The cultivated sweet potato variety ‘Xushu18’ was used in this study. The seedlings of this variety were collected from Zhejiang A&F University, China. The two cultivars’ uniform seedlings were raised and naturalized in the Hoagland solution at 26 °C with a 16/8 photoperiod for 3 days. The seedlings were treated with 0.2 mol/L NaCl and 1/2 Hoagland solution containing 20% PEG6000 mass/volume fraction, respectively, to simulate drought and salt abiotic stress. The fibrous root collected after 0 (CK), 3, 6, 12, 24, and 48 h.

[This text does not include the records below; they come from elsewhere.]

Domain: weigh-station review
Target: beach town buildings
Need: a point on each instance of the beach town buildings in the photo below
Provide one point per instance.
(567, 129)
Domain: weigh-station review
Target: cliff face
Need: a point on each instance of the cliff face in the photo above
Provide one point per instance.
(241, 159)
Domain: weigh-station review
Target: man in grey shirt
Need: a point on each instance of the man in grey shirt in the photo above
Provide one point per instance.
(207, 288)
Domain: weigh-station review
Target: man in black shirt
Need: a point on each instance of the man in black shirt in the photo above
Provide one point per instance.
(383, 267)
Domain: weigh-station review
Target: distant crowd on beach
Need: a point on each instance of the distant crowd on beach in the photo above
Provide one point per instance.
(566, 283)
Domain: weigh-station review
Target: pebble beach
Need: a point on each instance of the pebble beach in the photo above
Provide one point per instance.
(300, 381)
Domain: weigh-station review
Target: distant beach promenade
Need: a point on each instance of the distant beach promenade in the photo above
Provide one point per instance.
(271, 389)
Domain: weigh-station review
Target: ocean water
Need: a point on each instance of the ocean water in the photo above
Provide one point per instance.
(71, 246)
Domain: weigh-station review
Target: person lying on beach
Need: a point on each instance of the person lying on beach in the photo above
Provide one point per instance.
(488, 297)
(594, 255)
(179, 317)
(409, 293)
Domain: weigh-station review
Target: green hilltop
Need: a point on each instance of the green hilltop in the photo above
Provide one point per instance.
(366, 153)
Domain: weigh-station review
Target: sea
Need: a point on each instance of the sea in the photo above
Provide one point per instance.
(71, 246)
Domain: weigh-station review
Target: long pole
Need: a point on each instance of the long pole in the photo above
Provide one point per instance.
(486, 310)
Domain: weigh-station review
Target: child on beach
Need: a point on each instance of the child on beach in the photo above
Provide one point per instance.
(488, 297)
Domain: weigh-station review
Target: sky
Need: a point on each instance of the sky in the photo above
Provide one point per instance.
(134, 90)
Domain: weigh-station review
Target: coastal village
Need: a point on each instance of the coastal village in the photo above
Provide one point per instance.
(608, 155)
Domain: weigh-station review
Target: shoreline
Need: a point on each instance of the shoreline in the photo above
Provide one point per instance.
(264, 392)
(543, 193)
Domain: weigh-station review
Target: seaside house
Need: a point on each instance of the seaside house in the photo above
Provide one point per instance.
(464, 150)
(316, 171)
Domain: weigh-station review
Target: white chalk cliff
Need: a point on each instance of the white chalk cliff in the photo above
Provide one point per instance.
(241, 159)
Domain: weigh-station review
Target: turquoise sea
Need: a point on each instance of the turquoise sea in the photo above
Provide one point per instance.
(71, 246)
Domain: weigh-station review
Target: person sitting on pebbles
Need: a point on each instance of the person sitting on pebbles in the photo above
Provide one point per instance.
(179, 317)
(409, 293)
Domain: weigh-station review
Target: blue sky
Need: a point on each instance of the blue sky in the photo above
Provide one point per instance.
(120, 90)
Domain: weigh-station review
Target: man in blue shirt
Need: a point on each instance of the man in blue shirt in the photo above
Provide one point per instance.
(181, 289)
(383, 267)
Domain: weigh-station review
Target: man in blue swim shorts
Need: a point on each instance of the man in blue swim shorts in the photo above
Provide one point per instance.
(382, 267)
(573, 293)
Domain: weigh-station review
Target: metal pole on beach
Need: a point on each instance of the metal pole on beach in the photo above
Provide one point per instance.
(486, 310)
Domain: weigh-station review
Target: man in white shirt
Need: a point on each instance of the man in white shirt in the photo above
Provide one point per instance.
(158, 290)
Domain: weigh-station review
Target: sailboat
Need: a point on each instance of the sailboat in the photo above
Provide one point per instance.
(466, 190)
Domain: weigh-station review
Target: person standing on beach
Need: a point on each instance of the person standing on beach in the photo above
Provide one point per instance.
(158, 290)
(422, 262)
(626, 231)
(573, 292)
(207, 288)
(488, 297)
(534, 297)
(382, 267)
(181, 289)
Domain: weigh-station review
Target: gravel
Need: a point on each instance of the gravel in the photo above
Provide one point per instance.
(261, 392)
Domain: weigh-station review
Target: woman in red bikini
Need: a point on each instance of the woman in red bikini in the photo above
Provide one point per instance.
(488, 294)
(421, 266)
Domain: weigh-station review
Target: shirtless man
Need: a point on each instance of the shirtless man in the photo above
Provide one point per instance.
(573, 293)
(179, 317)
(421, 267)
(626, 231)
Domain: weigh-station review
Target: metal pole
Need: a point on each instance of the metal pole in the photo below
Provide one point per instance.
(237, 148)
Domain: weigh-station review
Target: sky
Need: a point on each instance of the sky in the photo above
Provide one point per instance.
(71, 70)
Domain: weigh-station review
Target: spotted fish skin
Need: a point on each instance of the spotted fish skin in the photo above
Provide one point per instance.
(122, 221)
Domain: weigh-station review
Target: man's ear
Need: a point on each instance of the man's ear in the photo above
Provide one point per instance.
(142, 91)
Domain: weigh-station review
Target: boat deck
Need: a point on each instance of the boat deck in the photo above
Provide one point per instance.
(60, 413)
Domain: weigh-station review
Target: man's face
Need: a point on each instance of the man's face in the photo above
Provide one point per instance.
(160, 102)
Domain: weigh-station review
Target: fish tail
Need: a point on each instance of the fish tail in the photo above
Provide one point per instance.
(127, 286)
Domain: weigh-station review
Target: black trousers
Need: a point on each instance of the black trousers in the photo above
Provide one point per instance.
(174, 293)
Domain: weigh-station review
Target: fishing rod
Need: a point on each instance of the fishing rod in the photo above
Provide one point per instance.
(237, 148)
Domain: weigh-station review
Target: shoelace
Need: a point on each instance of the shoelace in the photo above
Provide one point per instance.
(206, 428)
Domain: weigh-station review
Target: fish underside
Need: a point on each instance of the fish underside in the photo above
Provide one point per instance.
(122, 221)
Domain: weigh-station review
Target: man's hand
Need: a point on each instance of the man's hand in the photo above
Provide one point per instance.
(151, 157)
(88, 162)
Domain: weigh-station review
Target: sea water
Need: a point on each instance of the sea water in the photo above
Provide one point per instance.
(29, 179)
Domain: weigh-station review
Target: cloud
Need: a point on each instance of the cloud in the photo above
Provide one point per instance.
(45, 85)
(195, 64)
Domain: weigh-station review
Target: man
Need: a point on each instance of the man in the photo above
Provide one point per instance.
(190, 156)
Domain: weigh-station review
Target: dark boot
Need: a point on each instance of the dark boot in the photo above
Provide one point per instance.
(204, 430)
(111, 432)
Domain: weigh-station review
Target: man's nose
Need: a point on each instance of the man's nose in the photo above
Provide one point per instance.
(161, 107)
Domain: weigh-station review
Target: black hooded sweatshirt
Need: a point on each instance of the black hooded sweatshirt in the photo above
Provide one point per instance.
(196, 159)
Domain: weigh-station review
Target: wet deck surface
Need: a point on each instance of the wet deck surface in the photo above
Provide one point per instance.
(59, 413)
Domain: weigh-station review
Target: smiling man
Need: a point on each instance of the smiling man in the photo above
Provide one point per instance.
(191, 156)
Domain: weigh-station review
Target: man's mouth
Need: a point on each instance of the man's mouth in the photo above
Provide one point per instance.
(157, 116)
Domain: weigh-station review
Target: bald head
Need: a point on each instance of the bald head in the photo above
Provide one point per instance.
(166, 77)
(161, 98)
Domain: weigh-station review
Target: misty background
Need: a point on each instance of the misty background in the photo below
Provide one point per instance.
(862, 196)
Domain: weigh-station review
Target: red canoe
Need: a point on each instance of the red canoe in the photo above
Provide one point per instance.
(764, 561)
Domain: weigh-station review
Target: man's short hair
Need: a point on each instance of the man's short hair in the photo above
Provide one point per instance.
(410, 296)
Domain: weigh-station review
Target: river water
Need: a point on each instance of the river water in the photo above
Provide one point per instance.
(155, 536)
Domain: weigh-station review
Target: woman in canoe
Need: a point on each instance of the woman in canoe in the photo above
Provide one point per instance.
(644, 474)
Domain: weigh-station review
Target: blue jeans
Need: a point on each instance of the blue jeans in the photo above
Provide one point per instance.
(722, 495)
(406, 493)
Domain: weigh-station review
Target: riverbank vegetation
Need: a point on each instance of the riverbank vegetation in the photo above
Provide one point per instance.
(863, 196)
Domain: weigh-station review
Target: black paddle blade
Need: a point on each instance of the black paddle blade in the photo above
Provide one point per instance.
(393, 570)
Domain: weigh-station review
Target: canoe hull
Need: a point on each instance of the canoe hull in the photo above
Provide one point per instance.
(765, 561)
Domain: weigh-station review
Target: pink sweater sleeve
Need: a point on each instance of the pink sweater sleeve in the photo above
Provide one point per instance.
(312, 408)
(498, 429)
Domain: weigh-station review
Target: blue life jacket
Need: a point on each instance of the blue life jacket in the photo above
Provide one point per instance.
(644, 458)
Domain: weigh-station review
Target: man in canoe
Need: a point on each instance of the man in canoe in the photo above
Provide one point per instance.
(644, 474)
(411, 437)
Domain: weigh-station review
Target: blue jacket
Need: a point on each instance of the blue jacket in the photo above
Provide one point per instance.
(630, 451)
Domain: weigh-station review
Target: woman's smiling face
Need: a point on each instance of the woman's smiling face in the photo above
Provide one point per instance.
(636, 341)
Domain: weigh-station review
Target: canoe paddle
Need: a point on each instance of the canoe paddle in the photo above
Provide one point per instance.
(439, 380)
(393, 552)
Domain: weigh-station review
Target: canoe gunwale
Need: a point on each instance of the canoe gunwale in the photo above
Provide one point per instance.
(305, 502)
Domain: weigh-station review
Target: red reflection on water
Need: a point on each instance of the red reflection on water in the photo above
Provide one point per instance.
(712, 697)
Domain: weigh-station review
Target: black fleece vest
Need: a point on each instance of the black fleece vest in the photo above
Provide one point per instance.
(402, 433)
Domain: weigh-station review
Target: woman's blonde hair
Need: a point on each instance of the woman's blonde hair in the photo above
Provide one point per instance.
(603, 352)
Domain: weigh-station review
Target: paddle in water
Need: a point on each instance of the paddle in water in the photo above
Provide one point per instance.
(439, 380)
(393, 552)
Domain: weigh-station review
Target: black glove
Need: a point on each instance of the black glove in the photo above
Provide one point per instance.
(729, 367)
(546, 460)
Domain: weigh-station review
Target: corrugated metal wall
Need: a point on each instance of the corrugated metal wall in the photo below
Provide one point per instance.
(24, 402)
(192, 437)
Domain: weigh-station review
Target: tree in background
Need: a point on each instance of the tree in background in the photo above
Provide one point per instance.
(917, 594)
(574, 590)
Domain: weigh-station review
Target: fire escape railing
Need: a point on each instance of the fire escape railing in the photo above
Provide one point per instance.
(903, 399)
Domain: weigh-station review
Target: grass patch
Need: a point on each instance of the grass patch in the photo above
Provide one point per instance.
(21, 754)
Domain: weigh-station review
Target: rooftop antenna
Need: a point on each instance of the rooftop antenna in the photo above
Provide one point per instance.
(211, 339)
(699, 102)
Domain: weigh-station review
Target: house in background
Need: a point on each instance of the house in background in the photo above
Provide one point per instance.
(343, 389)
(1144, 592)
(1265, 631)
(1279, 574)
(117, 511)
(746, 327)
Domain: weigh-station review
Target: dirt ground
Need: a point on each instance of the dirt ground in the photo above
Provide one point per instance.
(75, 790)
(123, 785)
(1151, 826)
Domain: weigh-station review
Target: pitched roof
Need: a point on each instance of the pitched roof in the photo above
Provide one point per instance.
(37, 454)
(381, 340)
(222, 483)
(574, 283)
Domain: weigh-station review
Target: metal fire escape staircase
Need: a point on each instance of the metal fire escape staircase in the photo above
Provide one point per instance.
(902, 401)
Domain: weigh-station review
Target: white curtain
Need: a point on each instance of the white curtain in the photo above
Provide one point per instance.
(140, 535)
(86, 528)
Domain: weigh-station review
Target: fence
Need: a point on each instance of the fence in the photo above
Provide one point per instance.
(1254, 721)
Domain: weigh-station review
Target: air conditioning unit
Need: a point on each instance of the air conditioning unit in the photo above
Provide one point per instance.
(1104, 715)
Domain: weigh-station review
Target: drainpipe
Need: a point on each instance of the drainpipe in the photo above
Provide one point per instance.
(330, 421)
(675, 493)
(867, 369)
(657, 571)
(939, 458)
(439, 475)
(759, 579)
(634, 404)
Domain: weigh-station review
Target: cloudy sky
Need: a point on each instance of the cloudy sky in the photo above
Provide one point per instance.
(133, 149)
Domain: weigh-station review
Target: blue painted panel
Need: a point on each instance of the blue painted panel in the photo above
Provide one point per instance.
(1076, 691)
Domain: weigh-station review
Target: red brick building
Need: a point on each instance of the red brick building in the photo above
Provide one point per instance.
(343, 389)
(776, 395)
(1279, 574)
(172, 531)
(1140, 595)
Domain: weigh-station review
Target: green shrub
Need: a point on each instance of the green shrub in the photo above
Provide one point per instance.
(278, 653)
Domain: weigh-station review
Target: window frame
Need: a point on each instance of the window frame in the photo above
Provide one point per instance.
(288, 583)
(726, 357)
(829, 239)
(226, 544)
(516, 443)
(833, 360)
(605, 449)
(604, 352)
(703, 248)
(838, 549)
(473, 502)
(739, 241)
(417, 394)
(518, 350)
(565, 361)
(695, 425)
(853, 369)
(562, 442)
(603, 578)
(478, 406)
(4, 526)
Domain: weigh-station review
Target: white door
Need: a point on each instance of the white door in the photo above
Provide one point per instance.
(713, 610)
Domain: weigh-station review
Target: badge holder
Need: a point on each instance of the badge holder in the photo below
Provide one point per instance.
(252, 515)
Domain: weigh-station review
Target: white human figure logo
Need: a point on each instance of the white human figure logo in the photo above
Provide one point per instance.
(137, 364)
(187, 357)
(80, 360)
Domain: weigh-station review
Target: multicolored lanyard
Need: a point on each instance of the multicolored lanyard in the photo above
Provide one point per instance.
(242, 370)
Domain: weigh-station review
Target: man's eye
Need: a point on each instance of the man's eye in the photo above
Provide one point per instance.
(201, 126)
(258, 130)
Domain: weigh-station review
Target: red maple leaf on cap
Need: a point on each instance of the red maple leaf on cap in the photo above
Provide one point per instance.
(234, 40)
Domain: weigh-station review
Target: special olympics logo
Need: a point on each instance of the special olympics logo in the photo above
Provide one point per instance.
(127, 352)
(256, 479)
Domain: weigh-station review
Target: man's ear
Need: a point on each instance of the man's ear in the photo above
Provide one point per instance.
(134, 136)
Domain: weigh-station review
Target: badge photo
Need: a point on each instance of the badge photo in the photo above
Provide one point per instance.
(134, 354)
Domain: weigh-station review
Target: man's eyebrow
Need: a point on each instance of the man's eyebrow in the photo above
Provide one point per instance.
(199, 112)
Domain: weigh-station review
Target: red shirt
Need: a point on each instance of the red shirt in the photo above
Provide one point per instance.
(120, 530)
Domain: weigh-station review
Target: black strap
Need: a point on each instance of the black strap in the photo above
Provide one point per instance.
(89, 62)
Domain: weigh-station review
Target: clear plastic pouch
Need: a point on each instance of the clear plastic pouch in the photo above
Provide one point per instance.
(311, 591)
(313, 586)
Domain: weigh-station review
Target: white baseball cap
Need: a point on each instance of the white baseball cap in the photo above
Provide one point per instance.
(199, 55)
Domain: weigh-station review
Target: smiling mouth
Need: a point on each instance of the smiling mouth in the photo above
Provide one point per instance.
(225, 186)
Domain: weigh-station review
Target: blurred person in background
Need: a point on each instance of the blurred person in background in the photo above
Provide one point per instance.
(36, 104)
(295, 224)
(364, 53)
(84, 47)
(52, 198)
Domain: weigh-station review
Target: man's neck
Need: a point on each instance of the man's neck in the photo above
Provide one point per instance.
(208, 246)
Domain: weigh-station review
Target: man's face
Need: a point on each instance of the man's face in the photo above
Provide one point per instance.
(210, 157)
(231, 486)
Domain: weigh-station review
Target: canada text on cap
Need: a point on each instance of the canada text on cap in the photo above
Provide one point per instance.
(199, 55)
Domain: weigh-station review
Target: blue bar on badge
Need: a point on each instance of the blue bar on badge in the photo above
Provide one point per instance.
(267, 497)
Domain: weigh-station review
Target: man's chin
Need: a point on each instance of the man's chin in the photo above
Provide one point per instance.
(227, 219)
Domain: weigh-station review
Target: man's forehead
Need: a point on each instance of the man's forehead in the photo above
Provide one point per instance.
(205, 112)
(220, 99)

Total RNA from all the collected fibrous root was extracted using SteadyPure Plant RNA Extraction Kit (, Accurate Biotechnology, Hunan, China.) in accordance with the manufacturer’s instructions to validate the RNA-seq data. Reverse transcription was performed on 1 μg of RNA from each sample using the Evo M-MLV RT Mix Kit with gDNA Clean for qPCR (Accurate Biotechnology, Hunan, China). The qRT-PCR assay was conducted by a CFX Connect Real-Time System (Bio-Rad, Veenendaal, UT, USA) using the SYBR Green Premix Pro Taq HS qPCR Kit Accurate Biotechnology, Hunan, China). The specific primer of gene IbXTH02 and IbXTH12 for qRT-PCR detection are designed by Primer6 software listed in the Table S4. The sweet potato β-Actin gene (GenBank, AY905538) was applied as the internal control. The experiments were conducted for three replicates for each gene, and the 2^−∆∆CT method was used to calculate the results [33]. We analyzed the data and compared the means using LS at a 0.01 level of significance.

5. Conclusions

We identified 36 IbXTH genes and then analyzed their physicochemical properties. Based on the phylogenetic analysis, the IbXTHs were divided into three subfamilies. We also investigated their promoter regions and collinearity relationships with three species. In addition, we systematically investigated the expression profiles in different tissues, and different development stages of storage roots, as well as the expression of the IbXTHs under NaCl-indued salt stress and PEG-induced drought treatment. The IbXTH-mediated stress-response mechanism in sweet potato can be furtherresearched due to the diversification of the IbXTH genes.